Tablety iPad również wybierają ci, którzy nie gustują w spędzaniu długich godzin na wyszukiwaniu i aplikowaniu swojemu urządzeniu modyfikacji mających zwiększyć jego wydajność i osiągi. Tym samym wyrabiają sobie zdanie o marce i stają się wobec niej lojalni. Lojalność natomiast to jeden z fundamentów sukcesu Apple i wszystkich produktów tej firmy. Dla przykładu, 51% posiadaczy aktualnej generacji telefonu iPhone zadeklarowało się do kupna jego nowej, piątej już, wersji, 52% użytkowników smartfonów BlackBerry i 27% posiadaczy urządzeń z systemem Android rozważa zakup iPhone’a. Podejrzewam, że taka sama ankieta przeprowadzona wśród użytkowników tabletów internetowych zakończyłaby się podobnymi wynikami.

Rynku, quo vadis?

Trudno przewidzieć przyszłość rynku tabletów internetowych. Ma on to do siebie, że premiera jednego urządzenia może całkowicie odmienić sytuację. Niedawna premiera Kindle Fire, jedynego jak dotąd tabletu amerykańskiego giganta Amazon, namieszała w umysłach dziennikarzy, producentów, użytkowników, miłośników książek elektronicznych, profesjonalnych analityków i ekspertów oraz przeciętnych Kowalskich. Wszystko to, co napisałem w powyższych paragrafach, może się rozpłynąć w eter, niczym bańka mydlana. Wystarczy, że na rynku pojawi się tablet, który przestawi w głowach klientów dźwignię: z „Apple iPad” na „Alternatywę”.

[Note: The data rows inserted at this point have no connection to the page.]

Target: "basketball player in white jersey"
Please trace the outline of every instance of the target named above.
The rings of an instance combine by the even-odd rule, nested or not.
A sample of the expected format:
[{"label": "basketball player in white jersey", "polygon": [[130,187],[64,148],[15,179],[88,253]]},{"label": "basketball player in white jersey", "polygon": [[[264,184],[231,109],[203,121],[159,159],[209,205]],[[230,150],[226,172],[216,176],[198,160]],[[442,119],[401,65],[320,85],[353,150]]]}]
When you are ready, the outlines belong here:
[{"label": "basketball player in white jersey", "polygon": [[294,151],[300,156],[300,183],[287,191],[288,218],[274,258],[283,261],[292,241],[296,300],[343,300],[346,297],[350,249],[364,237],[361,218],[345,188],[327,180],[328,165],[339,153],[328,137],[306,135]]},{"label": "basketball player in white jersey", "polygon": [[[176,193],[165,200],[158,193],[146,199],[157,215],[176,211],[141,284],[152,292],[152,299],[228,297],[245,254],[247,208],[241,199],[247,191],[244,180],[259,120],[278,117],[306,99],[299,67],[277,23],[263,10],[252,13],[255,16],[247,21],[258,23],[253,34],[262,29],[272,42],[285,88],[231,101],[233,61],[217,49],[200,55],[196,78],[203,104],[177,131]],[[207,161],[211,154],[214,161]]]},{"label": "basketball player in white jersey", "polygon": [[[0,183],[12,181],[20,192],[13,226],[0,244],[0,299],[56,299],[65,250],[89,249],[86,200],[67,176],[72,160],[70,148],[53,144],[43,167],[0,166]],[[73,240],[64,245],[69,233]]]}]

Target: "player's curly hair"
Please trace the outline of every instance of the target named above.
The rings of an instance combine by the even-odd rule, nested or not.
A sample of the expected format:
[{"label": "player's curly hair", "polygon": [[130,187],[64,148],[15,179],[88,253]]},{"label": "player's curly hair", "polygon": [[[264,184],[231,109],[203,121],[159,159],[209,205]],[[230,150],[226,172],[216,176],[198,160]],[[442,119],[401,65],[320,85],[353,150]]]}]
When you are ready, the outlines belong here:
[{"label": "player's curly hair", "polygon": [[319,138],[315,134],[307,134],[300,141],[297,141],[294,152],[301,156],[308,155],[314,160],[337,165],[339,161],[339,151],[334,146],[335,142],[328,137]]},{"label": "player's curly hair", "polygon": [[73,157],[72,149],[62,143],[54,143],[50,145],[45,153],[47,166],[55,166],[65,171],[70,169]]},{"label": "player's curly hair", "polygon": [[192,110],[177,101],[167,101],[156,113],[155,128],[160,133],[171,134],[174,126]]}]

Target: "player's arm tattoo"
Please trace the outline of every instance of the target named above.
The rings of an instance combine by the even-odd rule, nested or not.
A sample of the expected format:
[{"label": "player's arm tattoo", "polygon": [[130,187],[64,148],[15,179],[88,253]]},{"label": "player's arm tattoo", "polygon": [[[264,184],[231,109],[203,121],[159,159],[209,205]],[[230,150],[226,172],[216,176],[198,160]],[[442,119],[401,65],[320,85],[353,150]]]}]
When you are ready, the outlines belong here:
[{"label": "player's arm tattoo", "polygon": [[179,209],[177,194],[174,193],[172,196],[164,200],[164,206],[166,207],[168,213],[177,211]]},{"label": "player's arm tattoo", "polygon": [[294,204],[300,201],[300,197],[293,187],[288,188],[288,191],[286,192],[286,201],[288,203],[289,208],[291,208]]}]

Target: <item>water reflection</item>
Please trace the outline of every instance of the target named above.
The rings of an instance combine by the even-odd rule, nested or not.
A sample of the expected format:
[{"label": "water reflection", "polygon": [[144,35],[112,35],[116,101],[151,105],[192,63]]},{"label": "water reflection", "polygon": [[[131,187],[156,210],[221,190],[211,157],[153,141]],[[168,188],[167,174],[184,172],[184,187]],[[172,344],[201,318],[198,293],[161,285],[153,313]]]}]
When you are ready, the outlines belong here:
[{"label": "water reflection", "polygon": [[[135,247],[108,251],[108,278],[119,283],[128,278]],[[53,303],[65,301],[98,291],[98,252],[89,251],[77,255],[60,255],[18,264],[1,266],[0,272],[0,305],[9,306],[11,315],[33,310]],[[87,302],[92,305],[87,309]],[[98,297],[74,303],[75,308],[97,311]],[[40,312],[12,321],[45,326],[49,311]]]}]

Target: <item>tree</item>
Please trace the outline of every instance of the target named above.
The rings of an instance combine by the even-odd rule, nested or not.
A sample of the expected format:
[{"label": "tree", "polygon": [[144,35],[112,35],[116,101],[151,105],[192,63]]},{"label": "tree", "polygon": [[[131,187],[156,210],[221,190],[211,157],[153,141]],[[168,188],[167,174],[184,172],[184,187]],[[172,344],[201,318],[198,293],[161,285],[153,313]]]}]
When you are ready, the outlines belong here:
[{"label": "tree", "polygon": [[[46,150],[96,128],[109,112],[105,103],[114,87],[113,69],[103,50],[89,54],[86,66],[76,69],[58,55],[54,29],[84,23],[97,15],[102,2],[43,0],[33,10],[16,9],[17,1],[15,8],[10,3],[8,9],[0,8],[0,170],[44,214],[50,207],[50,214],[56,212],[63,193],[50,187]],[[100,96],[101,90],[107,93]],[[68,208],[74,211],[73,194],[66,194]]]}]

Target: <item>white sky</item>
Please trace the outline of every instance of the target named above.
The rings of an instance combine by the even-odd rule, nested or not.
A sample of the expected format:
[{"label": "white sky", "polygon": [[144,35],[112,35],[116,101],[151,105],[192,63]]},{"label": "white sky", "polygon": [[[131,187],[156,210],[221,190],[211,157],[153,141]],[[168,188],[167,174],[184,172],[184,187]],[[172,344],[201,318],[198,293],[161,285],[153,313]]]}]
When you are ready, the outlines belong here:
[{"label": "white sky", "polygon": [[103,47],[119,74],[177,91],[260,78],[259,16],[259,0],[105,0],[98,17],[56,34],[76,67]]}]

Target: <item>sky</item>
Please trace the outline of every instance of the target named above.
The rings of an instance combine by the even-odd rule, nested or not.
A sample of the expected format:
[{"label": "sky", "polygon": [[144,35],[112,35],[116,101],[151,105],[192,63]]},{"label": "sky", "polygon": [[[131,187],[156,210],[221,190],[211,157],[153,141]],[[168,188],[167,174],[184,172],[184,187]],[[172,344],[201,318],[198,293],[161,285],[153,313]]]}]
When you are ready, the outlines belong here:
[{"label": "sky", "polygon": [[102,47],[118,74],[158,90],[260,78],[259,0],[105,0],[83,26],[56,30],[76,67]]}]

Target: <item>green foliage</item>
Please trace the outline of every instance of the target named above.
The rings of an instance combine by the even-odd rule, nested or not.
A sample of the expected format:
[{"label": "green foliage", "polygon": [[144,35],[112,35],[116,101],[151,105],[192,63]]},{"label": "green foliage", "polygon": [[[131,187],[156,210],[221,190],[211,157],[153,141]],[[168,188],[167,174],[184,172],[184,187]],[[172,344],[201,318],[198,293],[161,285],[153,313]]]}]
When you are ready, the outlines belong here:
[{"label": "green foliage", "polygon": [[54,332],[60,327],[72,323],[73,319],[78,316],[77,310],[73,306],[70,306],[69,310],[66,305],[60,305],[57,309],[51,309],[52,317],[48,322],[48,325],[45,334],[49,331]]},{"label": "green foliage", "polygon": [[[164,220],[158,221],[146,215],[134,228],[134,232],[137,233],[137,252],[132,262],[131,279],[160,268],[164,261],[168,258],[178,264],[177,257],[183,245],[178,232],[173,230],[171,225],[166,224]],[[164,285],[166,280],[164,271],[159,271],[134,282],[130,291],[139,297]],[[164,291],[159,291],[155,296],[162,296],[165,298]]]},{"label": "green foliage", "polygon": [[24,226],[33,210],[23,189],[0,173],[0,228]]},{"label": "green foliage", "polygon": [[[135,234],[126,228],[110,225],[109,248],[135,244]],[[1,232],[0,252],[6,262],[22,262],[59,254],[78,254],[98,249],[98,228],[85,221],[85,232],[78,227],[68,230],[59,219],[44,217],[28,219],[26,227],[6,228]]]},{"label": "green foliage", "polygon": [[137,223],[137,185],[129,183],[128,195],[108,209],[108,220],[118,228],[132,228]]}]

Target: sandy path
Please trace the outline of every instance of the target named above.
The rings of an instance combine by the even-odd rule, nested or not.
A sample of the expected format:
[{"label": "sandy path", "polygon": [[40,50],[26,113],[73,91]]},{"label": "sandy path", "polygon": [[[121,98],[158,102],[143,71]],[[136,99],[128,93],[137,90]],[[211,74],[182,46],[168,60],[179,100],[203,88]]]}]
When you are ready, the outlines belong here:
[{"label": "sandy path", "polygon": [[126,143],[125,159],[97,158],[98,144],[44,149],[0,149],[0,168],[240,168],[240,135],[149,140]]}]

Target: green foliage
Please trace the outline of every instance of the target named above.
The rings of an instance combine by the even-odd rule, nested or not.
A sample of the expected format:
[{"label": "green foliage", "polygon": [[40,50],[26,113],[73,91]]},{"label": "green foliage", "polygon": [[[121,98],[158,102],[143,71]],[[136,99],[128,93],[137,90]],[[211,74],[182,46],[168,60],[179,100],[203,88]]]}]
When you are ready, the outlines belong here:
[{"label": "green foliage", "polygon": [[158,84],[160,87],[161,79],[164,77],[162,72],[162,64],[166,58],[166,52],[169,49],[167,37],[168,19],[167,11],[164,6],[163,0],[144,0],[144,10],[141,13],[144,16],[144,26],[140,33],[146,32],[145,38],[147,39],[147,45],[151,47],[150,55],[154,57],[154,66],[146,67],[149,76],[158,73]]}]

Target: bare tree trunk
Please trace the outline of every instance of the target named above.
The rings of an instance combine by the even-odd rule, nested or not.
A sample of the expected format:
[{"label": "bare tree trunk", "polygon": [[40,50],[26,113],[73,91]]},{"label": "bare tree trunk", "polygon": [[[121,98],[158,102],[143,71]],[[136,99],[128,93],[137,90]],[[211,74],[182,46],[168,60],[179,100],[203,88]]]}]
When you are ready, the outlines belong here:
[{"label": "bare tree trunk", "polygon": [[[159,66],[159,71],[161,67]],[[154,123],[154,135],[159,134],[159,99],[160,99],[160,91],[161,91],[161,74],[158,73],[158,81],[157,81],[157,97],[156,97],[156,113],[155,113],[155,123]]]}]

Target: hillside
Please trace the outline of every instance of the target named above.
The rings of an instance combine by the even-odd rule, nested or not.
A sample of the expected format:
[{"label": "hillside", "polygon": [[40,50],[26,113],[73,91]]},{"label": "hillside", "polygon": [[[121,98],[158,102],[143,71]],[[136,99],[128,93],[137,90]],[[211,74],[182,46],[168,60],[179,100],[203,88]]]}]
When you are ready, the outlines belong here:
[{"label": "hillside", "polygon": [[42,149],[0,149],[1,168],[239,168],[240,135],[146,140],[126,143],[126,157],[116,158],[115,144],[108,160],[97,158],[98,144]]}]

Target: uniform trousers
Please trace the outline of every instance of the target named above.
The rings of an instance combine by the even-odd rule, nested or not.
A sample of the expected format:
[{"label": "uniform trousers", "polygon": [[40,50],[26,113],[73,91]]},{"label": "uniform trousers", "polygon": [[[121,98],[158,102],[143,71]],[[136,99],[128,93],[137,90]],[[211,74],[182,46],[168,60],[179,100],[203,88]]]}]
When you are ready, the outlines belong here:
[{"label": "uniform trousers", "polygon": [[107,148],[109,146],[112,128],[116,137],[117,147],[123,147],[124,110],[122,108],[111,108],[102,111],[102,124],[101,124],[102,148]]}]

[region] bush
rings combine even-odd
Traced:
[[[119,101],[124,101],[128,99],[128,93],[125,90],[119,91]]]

PS: Jeżeli zastanawiacie się, jak skończyła się opisana we wstępie sytuacja, z chęcią rozwieję Wasze wątpliwości: Clinton naturalnie odpowiedział, że jest to Apple iPad, a pytający, z wiele mówiącą miną zmieszania, mruknął “Ohhhh okay!”. Kilka godzin później na blogu Clintona Jeffa pojawił się wpis, który zainspirował mnie do napisania felietonu, który właśnie przeczytaliście.